What’s wrong with these people?
The notion that the general population of the US is not interested in issues and policies, but is interested instead in the biographical storylines associated with each of our candidates for president, presumably what Davis means by a “composite view,” is deeply frightening. More so because there are radical differences between the two candidates who are running for president, differences which matter to the lives of every American. One of the most significant differences is the stance of each candidate on the EFCA, a law that would “change Americans’ lives more than any legislation since the New Deal brought us Social Security,” according to Mark Weisbrot. McCain opposes the EFCA and Obama actually cosponsored it.
Though I do not always agree with Barack Obama on every position he has taken–and I advocate taking a skeptical stance toward everything he says, as we should with every politician–I give him credit for increasingly trying to focus this election on policy issues. More and more, he has shifted from a candidate who has spoken (during the primaries) fairly abstractly (though policy details were always available on his website) to a candidate who can be, as of the convention, very specific about what he wants to accomplish. His is, to be sure, a more centrist agenda than I would personally prefer, but no one can accuse him of being nonspecific or running on his “authenticity.”
The Republicans and more generally the Far Right, meanwhile, want to make “authenticity” and the “composite view” the deciding factor in this election. (Do you want to have a beer with the candidate?) They do this because, if polls are to be believed, they simply can’t win by running on the issues. The vast majority of the American population consists of what George W. Bush called today in his speech, broadcast from Washington to the RNC, the “angry left.” We want out of Iraq. We want universal healthcare. We like Social Security just the way it is. We hate torture.

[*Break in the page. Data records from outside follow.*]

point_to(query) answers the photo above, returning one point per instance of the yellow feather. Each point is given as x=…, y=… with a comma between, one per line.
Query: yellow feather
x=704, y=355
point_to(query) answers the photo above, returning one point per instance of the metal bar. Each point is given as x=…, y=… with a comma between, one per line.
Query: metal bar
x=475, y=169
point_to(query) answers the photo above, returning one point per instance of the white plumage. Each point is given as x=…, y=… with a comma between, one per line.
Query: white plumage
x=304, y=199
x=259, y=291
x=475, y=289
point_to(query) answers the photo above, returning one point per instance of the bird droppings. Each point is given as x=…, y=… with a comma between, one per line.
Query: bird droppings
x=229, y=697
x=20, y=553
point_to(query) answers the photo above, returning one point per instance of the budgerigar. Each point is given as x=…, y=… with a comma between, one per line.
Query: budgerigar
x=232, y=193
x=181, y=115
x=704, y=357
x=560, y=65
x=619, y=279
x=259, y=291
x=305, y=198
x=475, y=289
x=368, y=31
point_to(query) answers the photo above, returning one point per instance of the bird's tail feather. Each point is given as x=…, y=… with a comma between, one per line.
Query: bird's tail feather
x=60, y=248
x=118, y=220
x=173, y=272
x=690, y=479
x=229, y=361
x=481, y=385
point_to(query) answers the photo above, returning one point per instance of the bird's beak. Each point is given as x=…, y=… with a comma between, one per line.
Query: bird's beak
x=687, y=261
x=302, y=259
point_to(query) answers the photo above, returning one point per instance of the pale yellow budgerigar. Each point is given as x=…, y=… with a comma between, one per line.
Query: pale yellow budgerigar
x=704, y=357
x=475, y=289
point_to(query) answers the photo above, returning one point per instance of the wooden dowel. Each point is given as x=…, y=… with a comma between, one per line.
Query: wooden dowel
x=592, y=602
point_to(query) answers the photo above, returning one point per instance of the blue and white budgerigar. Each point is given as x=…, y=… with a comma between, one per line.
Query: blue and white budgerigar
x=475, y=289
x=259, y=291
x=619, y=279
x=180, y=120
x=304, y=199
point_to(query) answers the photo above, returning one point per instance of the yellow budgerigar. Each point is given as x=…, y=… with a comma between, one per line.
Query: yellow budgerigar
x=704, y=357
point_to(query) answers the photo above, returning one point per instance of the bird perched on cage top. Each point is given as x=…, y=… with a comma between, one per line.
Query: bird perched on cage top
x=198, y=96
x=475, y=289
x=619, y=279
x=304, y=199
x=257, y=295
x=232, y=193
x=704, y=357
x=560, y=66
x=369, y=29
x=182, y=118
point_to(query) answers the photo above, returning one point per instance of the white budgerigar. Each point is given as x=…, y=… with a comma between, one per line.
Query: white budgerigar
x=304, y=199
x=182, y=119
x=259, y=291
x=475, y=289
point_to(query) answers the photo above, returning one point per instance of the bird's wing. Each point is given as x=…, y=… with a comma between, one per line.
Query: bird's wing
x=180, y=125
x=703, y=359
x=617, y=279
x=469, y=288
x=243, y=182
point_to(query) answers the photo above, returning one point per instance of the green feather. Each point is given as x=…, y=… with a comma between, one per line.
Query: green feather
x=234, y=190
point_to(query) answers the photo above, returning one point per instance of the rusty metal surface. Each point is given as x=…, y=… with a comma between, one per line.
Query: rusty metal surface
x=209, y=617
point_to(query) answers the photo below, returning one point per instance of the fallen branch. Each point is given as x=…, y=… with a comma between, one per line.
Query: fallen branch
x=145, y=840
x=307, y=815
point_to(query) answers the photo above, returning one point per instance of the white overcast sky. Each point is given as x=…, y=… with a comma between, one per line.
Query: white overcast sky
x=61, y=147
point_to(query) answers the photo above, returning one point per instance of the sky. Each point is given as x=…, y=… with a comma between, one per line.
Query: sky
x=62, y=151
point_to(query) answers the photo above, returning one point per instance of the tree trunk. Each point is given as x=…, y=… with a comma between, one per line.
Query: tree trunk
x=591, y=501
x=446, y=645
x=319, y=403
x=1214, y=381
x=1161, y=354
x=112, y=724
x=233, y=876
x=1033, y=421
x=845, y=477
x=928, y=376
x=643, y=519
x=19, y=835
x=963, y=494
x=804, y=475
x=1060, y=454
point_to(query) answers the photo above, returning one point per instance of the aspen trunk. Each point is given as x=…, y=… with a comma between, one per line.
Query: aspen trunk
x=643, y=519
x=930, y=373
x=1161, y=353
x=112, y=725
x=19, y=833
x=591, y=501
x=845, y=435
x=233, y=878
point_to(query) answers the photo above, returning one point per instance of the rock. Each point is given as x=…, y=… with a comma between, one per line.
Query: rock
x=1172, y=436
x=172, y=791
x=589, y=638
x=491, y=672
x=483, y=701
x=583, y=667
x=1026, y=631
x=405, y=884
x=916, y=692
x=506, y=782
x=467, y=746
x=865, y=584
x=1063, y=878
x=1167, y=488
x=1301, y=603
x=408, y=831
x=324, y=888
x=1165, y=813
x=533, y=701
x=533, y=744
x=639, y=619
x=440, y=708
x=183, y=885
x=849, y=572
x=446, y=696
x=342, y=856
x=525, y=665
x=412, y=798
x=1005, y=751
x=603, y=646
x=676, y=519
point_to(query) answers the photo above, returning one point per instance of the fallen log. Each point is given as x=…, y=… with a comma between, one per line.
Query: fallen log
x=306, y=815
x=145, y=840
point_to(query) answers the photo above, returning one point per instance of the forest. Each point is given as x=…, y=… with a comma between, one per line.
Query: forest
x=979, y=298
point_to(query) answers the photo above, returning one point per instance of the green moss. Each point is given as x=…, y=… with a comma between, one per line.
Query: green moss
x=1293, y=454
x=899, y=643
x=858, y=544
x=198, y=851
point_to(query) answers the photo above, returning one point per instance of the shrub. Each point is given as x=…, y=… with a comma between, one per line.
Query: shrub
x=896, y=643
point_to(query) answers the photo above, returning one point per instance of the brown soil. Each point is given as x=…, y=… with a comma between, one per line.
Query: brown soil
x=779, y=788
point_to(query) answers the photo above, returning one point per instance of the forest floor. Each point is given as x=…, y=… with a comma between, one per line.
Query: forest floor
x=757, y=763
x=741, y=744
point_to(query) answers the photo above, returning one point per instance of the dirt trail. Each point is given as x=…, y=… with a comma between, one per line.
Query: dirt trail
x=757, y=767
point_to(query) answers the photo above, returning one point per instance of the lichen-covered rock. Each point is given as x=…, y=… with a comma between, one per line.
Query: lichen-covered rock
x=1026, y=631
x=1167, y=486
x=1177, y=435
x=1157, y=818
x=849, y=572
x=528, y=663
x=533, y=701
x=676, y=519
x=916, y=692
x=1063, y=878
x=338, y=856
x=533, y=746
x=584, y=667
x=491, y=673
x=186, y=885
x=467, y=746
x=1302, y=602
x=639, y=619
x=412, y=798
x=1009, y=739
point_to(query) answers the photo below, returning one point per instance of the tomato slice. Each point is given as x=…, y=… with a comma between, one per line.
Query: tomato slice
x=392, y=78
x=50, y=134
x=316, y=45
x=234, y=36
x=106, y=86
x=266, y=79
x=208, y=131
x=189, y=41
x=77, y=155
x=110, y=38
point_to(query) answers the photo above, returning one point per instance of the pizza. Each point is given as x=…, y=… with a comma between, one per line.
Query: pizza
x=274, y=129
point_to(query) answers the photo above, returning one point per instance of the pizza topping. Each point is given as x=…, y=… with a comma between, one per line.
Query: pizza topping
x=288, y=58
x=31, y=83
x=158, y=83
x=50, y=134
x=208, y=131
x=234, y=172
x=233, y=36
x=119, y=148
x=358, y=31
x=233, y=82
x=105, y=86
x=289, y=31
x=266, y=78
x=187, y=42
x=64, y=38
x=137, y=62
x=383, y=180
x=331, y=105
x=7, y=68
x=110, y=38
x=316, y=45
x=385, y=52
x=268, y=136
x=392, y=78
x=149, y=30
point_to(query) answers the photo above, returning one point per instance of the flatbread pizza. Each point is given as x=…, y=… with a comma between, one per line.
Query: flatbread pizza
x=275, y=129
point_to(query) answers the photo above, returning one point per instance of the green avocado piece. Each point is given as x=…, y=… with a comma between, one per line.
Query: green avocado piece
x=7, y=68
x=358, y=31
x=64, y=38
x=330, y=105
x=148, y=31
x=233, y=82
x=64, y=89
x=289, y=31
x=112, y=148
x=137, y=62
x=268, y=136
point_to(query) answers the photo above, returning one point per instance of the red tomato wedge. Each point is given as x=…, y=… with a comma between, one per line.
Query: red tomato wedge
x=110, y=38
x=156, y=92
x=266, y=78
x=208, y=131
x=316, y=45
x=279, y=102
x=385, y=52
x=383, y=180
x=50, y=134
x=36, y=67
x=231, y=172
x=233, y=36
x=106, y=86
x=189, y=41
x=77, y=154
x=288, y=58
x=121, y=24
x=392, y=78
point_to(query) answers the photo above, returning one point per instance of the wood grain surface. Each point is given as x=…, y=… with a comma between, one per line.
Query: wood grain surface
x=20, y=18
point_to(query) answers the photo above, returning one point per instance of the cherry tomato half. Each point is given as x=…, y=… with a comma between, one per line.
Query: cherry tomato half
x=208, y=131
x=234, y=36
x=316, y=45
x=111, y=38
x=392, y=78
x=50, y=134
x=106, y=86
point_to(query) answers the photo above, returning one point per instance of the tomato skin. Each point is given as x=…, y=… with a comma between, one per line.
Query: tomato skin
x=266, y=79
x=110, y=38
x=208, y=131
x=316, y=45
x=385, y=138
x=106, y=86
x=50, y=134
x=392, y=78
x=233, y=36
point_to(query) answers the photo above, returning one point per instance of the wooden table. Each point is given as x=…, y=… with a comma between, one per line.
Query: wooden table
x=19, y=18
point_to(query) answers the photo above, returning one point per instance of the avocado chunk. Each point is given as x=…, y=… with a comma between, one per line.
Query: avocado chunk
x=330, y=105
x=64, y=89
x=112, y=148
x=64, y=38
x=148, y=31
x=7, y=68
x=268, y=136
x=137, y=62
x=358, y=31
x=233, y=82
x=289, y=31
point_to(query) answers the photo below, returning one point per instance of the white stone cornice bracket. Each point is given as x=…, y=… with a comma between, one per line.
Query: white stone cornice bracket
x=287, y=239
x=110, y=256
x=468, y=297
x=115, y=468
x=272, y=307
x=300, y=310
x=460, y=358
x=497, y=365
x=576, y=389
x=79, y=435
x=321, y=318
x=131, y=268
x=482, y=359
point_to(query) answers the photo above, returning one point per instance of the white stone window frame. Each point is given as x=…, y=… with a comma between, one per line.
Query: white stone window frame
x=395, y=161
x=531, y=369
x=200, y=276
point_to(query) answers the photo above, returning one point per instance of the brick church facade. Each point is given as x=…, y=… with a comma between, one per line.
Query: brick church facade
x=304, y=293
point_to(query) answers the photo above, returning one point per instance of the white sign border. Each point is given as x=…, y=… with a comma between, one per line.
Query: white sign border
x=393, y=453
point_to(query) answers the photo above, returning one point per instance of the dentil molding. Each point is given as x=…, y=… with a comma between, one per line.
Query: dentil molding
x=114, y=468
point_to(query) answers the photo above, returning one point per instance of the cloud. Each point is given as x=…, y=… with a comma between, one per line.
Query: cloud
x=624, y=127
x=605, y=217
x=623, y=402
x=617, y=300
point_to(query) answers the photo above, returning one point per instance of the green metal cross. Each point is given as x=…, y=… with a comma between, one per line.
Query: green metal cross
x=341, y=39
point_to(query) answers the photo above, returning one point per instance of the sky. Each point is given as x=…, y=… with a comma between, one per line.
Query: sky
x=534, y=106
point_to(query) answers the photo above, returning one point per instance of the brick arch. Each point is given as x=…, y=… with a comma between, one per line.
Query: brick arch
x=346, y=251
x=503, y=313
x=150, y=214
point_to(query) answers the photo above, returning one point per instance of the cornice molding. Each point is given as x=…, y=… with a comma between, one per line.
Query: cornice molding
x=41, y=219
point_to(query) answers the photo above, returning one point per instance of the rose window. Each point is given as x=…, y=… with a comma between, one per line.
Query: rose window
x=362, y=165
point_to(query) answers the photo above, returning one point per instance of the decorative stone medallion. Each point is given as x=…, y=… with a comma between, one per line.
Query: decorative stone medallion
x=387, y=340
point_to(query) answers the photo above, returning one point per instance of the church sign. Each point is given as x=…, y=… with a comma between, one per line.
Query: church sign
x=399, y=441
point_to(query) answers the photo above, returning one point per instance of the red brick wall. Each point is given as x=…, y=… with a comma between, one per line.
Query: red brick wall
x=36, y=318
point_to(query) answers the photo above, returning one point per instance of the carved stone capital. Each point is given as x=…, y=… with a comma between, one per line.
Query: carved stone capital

It is also fascinating that Republicans want to make this sort of authenticity the central focus of the election, but also cry foul when their candidates are attacked for character flaws and personal failings. Governor Palin gets to run as an “authentic” “hockey mom” who lives up to her principles because she bore a child with Down Syndrome–meaning, in essence, that she is willing to use her newest child as a political bludgeon against her opponents–but also gets to complain about indecent personal attacks when (admittedly idiotic) pundits critique her “mothering” skills.
As I have stated, I think digging into Palin’s personal life is deeply immoral, but as a corollary I also think that her using her family as an example of what a wonderful candidate she is is equally, if not more, odious.
If we fall for this–again–what’s wrong with us?